Projectile Motion in Elevator: Peach Pit Launch Homework

[halo9909]

Homework Statement

A rude tourist throws a peach pit horizontally with a 7.0 m/s velocity out of an elevator cage.
(a) If the elevator is not moving, how long will the pit take to reach the ground, 11.0 m below?
s
(b) How far (horizontally) from the elevator will the pit land?
m
(c) He throws the next pit when the elevator is at the same height but moving upward at a constant 9.5 m/s velocity. How long will it take this pit to land?
s
(d) How far away will this pit land?

Homework Equations

X Y
d h
v vi
t vf
t
a

d=.5at^2
basic trigonometry

The Attempt at a Solution

I am unsure how to approach this, since I don't understand this, what would need tobe done to find time in part1

 

[Hootenanny]

Start my splitting the motion into two components, vertical and horizontal motion.
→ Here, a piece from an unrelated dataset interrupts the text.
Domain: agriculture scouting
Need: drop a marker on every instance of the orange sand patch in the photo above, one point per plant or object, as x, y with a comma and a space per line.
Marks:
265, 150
Now, considering the vertical motion only, how long will it take the peach to hit the ground?

 

[halo9909]

yeah i got part a and b
t=Squareroot(2d/9.8)

and got the "t" to be 1.498sec and multplied the time by 7 and got "b" which is 10.483m
but for the other two it is left me confused, on how to use like forumulas

 

[Hootenanny]

In the previous case, the initial velocity only had an horizontal component, but in the current case the initial velocity has both a horizontal and vertical component. However, the approach is much the same.

Start by splitting the motion into the horizontal components. Which kinematic formula do you think would be appropriate for part (c)?